Venture capitalists are slinking away from the payday lending space, one decade after rushing in.

Driving the news: LendUp, which had raised over $200 million from firms like Google Ventures, earlier this month stopped originating loans.

  • Axios has obtained a letter sent to shareholders, in which CEO Anu Shultes said that payday loans "are no longer acceptable solutions to critical stakeholders in our business and the community at large."
  • Since its 2012 founding, the Oakland-based company had originated more than $2 billion in consumer loans.

What happened: Payday lending has always been controversial. Advocates argue that it creates financial optionality for the unbanked and disenfranchised, while critics believe that it's too often predatory.

  • LendUp itself acknowledged the pitfalls of traditional payday lending, particularly once Google banned payday loan ads in 2016, claiming that its tech-enabled solutions were more consumer-friendly. Nonetheless, it was fined by regulators for payday lending violations.
  • Since then, the industry has been under a regulatory maelstrom. President Obama instituted new consumer protections that President Trump last year rescinded, only to have the Trump move overturned in June by Congress.

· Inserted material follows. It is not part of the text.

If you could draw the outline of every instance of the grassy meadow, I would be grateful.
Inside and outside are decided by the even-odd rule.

Corp history: LendUp began to show cracks in 2018, when it spun off a credit card unit that's now known as Mission Lane. Its founding CEO departed soon after, succeeded by Shultes.

  • Late last year it launched a "a digital banking and financial health platform" called Ahead Financials.
  • It would seem that original LendUp investors are basically left with stub equity in Mission Lane — which has since raised lots of funding, including follow-ons from some LendUp backers — and whatever comes of Ahead, which is technically a subsidiary of LendUp Global.
  • No LendUp investors contacted by Axios were willing to comment for this story. LendUp CEO Shultes also declined an interview request.

The bottom line: Venture capital has become more liberal in its definition of "acceptable" investments, as evidenced by deal activity in sectors like cannabis and gambling. But the pendulum sometimes swings the other way, knocking LendUp into an attempted pivot.